Wednesday, August 13, 2008

Mo Commodities, Mo Problems

Interesting piece at Unenumerated talking about the creation of commodity backed currency.
We may be seeing only the first stages of a switch from floating currencies, which may be proving to be unworkable, to commodity-backed currencies. Floating currencies were and are a great historical experiment, and there is no guarantee that such experiments will work out in the long run. By serving monetary functions such as stores of value and hedges against currency-denominated debt, commodity index ETFs and ETNs are starting to serve as monetary substitutes. But the benefits so far have been limited to investors and other big players.

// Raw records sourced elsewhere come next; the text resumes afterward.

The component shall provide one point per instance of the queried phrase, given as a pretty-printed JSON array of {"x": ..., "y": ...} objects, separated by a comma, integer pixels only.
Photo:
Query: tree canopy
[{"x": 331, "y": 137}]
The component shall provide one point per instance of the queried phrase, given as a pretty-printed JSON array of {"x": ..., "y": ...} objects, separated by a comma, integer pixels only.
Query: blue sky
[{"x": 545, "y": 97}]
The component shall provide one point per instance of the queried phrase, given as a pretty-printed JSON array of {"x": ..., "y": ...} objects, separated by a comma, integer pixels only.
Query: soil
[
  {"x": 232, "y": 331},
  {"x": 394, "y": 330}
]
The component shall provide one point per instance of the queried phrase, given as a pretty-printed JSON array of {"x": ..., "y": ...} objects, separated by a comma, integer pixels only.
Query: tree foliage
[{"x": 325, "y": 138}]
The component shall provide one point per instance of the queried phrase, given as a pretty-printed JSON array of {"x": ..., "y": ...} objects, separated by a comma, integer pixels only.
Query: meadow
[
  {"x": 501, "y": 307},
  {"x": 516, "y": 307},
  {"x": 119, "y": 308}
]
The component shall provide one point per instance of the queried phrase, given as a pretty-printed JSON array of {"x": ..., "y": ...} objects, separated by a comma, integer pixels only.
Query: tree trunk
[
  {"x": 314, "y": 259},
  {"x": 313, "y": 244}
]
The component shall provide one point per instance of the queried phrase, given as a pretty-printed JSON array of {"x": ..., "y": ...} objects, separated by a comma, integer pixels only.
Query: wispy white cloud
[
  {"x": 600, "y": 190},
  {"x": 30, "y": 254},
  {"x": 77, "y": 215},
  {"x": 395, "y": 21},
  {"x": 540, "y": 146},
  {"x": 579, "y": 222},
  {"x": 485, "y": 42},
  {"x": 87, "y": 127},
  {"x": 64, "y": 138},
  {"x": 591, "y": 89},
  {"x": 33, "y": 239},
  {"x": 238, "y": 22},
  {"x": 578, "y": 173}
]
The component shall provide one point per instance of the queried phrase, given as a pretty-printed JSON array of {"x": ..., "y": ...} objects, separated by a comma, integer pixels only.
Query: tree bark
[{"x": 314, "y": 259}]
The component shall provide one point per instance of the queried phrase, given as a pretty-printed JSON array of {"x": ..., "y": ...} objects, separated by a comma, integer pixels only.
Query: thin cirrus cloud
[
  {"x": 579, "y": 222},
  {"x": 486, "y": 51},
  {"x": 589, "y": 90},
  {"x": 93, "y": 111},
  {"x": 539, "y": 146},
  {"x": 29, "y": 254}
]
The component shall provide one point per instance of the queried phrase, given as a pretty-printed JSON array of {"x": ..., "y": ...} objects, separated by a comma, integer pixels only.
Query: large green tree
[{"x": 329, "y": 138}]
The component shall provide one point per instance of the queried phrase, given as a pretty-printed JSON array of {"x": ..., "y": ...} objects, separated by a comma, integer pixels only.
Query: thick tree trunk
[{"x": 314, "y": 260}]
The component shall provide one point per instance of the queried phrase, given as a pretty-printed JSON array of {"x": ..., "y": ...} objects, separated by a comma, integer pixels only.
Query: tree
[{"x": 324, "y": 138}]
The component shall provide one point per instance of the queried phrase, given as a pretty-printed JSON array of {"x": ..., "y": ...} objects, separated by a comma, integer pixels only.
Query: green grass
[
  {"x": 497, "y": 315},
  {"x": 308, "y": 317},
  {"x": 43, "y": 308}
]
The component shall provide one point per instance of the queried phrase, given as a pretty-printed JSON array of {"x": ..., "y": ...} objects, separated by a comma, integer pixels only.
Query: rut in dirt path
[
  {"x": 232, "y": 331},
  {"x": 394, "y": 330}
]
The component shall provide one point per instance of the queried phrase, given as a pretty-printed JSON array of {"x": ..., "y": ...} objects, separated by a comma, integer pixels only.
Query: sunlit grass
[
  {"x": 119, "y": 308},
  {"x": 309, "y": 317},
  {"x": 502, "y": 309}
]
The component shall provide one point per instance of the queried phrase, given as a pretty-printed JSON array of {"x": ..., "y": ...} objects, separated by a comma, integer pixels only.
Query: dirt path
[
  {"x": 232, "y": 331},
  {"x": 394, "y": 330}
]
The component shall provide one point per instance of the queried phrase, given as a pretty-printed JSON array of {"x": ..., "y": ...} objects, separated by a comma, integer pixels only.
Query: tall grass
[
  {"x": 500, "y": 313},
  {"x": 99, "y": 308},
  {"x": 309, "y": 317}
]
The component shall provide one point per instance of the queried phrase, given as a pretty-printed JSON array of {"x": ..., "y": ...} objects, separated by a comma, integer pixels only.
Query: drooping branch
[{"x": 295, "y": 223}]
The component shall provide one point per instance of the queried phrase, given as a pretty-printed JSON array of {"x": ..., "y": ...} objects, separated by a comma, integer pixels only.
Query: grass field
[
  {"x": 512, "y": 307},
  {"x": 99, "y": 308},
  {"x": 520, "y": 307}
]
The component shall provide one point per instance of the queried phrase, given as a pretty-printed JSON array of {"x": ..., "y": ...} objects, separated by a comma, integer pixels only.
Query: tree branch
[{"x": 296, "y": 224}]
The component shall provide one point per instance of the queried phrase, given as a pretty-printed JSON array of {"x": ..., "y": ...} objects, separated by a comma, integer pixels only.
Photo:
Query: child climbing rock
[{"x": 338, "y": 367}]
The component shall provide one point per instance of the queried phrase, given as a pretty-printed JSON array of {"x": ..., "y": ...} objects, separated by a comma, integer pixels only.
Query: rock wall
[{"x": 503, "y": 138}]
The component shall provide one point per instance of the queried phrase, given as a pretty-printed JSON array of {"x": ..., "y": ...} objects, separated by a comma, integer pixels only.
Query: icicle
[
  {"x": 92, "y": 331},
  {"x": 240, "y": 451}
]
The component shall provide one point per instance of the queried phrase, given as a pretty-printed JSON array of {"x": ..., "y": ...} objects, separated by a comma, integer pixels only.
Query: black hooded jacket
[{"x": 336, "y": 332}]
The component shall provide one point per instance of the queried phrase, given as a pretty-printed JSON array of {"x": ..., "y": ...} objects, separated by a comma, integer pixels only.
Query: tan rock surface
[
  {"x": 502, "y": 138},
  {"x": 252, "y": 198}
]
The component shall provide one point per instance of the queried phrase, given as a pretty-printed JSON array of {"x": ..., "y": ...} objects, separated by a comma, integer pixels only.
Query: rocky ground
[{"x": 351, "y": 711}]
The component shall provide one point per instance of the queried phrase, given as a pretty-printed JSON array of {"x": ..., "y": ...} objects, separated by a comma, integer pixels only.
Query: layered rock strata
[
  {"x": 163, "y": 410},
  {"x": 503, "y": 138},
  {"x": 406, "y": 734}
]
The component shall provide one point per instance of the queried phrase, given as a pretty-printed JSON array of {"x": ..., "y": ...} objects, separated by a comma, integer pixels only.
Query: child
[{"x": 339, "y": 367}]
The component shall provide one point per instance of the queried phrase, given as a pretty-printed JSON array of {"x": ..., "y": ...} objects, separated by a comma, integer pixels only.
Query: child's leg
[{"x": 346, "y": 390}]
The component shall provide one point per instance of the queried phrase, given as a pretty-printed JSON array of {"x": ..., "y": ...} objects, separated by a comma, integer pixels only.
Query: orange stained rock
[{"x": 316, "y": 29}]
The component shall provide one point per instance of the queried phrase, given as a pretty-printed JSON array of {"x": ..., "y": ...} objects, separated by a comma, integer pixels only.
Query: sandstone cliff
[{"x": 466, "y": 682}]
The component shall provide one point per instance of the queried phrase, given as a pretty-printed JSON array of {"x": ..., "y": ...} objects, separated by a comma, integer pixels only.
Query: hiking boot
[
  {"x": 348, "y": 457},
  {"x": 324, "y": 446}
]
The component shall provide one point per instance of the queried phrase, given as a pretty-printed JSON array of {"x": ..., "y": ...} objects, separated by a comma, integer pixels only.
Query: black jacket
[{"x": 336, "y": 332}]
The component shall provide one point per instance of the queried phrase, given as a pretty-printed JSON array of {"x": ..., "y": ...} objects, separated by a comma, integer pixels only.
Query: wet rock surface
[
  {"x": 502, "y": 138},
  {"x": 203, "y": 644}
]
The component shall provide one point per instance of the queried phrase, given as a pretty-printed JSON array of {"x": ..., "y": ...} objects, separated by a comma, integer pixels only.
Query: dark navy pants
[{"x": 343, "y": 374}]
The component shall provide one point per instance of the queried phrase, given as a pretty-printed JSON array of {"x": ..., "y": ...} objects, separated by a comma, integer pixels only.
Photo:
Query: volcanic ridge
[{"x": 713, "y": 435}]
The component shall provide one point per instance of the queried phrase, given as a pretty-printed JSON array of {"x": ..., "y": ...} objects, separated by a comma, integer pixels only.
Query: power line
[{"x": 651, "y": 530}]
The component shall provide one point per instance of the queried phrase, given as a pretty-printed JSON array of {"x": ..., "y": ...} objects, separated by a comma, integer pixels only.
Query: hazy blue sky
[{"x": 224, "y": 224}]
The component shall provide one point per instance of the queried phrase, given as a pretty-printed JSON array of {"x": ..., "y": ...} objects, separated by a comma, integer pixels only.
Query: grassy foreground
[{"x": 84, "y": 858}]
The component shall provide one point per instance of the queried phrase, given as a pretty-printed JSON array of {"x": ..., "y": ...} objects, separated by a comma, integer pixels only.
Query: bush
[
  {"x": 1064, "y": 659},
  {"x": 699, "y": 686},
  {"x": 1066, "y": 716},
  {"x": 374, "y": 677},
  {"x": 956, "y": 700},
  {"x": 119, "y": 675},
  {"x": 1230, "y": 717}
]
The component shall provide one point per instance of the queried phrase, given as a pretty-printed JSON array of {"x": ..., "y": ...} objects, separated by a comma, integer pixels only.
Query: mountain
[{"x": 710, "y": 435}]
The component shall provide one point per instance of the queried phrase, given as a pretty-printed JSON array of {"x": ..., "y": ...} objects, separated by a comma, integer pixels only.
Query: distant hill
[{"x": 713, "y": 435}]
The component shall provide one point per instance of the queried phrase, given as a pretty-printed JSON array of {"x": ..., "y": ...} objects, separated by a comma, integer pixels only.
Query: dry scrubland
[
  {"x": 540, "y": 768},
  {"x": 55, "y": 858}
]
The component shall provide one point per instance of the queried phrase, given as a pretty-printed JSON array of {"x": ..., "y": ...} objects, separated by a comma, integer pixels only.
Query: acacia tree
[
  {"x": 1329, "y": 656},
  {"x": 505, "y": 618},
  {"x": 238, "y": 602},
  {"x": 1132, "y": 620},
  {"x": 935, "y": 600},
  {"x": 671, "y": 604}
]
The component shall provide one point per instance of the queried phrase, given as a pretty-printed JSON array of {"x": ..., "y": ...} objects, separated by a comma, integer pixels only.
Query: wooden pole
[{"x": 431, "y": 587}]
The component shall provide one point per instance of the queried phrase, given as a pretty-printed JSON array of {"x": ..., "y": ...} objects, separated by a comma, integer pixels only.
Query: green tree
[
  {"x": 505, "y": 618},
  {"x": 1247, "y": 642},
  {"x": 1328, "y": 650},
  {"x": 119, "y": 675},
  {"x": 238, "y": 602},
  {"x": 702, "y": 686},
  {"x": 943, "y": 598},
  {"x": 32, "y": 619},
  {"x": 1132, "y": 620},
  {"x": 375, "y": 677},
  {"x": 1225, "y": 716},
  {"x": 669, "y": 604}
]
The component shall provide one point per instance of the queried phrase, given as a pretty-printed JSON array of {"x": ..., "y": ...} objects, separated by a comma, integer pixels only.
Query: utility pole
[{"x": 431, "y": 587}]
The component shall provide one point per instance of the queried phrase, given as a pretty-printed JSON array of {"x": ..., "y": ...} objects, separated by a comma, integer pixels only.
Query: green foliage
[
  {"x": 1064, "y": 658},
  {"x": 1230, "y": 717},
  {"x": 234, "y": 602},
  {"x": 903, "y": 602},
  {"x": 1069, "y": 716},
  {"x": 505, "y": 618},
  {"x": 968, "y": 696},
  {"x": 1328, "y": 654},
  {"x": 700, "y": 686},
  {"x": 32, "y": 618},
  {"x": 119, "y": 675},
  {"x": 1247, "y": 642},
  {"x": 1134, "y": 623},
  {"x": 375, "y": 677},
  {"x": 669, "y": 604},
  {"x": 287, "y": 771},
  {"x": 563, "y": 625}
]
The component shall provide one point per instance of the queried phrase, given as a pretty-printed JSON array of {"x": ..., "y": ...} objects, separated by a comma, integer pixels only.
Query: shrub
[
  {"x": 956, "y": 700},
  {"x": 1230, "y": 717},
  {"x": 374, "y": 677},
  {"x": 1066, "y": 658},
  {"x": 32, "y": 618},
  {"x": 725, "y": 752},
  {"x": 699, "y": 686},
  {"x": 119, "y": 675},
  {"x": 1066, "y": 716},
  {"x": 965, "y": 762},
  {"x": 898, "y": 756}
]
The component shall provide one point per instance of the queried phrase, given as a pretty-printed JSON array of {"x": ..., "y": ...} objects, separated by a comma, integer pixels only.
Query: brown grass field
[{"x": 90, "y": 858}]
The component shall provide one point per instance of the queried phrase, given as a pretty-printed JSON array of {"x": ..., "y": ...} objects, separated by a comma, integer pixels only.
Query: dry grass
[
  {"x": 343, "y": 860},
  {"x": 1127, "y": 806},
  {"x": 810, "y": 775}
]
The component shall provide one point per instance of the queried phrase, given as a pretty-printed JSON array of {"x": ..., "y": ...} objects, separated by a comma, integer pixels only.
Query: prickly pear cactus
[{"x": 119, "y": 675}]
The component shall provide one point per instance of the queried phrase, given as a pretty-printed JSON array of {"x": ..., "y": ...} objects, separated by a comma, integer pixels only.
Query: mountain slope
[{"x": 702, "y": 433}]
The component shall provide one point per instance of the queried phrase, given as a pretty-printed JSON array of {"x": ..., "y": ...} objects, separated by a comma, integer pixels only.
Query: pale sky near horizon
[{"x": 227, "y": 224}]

Those saving for retirement or who will have to pay for their child's education are benefitting from the use of commodity long positions to stablize pension and endowment funds against falling currencies and protect them against future inflation. But we still have to take our wages in floating currencies, hold our checking and savings accounts in floating currencies, and pay or be paid our debts in floating currencies. Can commodity money move from Wall Street to Main Street

This sounds like a good idea to me. More transparency should result in a much more sound fiscal system over the long term. On the down side, there is a higher risk of visible volatility due to the impossiblity of a central bank and the unification of the whole world behind one currency (regional currencies are good at readjusting sticky prices like wages).

There is just one problem: Gresham's Law. The government has one great weapon against sound money - it can accept only fiat money at tax time.

My guess is that the world will start to move to a two tiered currency system, with commodity backed currency used by institutions and for long-term investment, and fiat currency used for short term value storage and transactions.